Justiça determina remoção de nomes de jogadores de sites de apostas

Decisões judiciais recentes concedem liminares a jogadores de futebol para a retirada de seus nomes e imagens de plataformas de apostas esportivas, levantando debates sobre direitos de personalidade.

O Poder Judiciário tem sido provocado por atletas profissionais que buscam a proteção de seus direitos de imagem frente à exploração comercial não autorizada por plataformas de apostas esportivas, conhecidas como bets. Recentemente, quatro jogadores obtiveram decisões liminares favoráveis para a remoção de seus nomes e referências de tais sites.

O conflito jurídico sobre o uso da imagem

A controvérsia central reside na utilização indevida de nomes e fotografias de atletas para atrair usuários e validar a credibilidade de plataformas de apostas. Os jogadores alegam que não houve qualquer autorização prévia ou contrapartida financeira, configurando violação ao direito de imagem, previsto no artigo 5º, inciso X, da Constituição Federal.

Fundamentação e divergência jurisprudencial

Embora as liminares concedidas reconheçam o risco de dano irreparável ao atleta, a jurisprudência ainda não é pacífica. A reportagem identificou que, em casos análogos, houve decisões contrárias, onde o magistrado entendeu pela ausência de elementos suficientes para a concessão da tutela de urgência em um primeiro momento, exigindo maior dilação probatória.

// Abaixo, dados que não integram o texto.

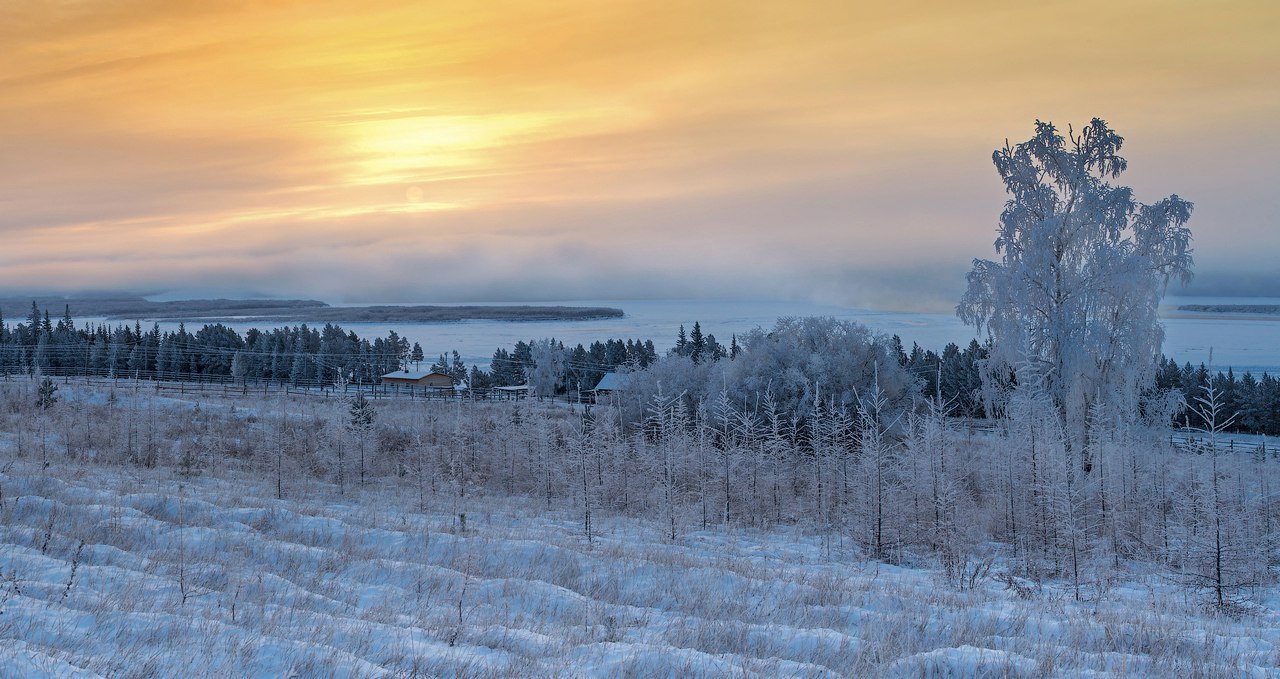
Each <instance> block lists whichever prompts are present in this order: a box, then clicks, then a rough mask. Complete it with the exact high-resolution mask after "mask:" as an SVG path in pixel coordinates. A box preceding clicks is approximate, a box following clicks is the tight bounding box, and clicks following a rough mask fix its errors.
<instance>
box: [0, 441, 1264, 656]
mask: <svg viewBox="0 0 1280 679" xmlns="http://www.w3.org/2000/svg"><path fill="white" fill-rule="evenodd" d="M10 459H12V455H9V454H6V455H4V456H3V460H10ZM397 483H398V480H396V479H379V482H378V488H376V489H366V491H365V492H364V493H355V495H358V497H356V496H353V493H351V492H349V491H348V495H347V496H339V495H338V493H337V489H335V488H334V487H333V486H329V484H325V483H321V482H314V480H306V479H292V480H289V482H287V484H285V488H284V491H285V498H284V500H276V498H275V492H276V491H275V484H274V479H273V482H271V483H266V482H264V480H261V477H260V475H248V474H246V473H242V471H236V470H232V469H224V470H221V471H219V474H218V475H212V474H206V475H204V477H196V478H189V479H187V478H182V477H178V475H175V473H174V471H173V470H160V469H150V470H148V469H137V468H116V466H101V465H81V464H65V462H59V464H58V465H55V466H54V468H50V469H49V470H41V469H40V466H38V464H36V462H35V461H28V460H17V461H0V676H321V675H323V676H580V675H586V676H758V675H759V676H869V675H909V676H918V675H929V676H982V675H989V676H1276V675H1277V670H1276V667H1277V666H1280V614H1277V609H1280V606H1277V603H1280V602H1277V601H1276V597H1274V596H1272V597H1271V598H1270V600H1267V601H1265V602H1263V605H1262V606H1261V607H1260V609H1257V610H1254V611H1253V612H1251V614H1248V615H1245V616H1244V618H1239V619H1228V618H1219V616H1212V615H1208V614H1204V612H1203V609H1202V607H1201V605H1199V602H1194V601H1187V600H1184V597H1183V594H1180V591H1179V589H1176V588H1174V587H1171V585H1170V584H1169V583H1167V582H1165V580H1162V579H1161V578H1158V577H1156V575H1148V574H1144V573H1139V571H1134V573H1132V577H1130V578H1129V580H1128V582H1115V583H1101V584H1097V585H1096V587H1097V588H1106V592H1105V596H1098V594H1101V593H1102V591H1101V589H1092V591H1091V593H1089V596H1087V601H1084V602H1076V601H1074V598H1073V596H1071V594H1070V593H1069V592H1068V591H1066V589H1065V588H1062V589H1059V588H1055V587H1043V588H1034V587H1025V588H1024V587H1015V585H1014V583H1016V582H1015V580H1011V582H1010V584H1009V585H1006V584H1005V583H1002V582H1001V580H1000V579H998V578H996V577H991V578H979V579H978V585H977V588H974V589H965V591H961V589H957V588H956V587H955V585H954V584H948V582H946V580H945V579H943V578H942V577H941V575H940V574H938V573H937V571H934V570H931V569H929V568H923V566H922V568H919V569H913V568H899V566H888V565H883V564H876V562H865V561H855V560H852V557H851V556H849V555H847V553H846V552H845V551H844V550H842V548H841V546H840V544H838V543H835V544H833V543H829V542H824V541H822V539H820V538H818V537H813V536H808V534H805V533H803V532H799V530H796V529H791V528H780V529H776V530H771V532H754V530H742V529H727V528H718V529H714V530H704V532H691V533H686V534H684V536H681V537H680V539H677V541H675V542H671V541H667V539H664V538H663V529H662V527H660V525H659V524H655V523H652V521H646V520H643V519H631V518H596V520H595V532H596V536H595V538H594V539H593V541H591V542H588V541H586V538H585V537H584V532H582V525H581V519H580V518H577V516H568V515H564V514H561V512H558V511H554V510H548V509H545V507H544V506H543V505H541V503H540V502H538V501H535V500H527V498H508V497H480V498H471V500H470V501H468V505H470V507H471V515H470V516H468V518H467V523H466V525H467V529H466V530H465V532H463V530H460V529H458V523H457V516H456V509H454V507H453V505H452V502H453V501H452V500H449V498H447V497H436V498H431V497H429V498H428V506H426V507H425V509H419V507H416V506H415V503H416V500H417V497H416V495H415V493H413V492H411V491H410V489H408V488H407V487H406V488H402V487H398V486H397ZM998 571H1000V565H998V564H997V565H996V569H995V571H993V574H998ZM1088 598H1093V601H1088Z"/></svg>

Impactos práticos para a advocacia

  • Proteção de Direitos de Personalidade: A tese central deve focar na violação do direito de imagem e na necessidade de cessação imediata do uso comercial não autorizado.
  • Produção de Provas: É fundamental que o advogado reúna prints, atas notariais e registros que comprovem a vinculação do nome do atleta à plataforma de apostas.
  • Divergência nos Tribunais: A existência de decisões conflitantes exige que o patrono esteja preparado para reforçar o periculum in mora e o fumus boni iuris, demonstrando o prejuízo direto à reputação e aos contratos publicitários vigentes do atleta.
  • Responsabilidade Civil: Além da remoção, a estratégia jurídica pode incluir pedidos de indenização por danos morais e materiais decorrentes do uso indevido.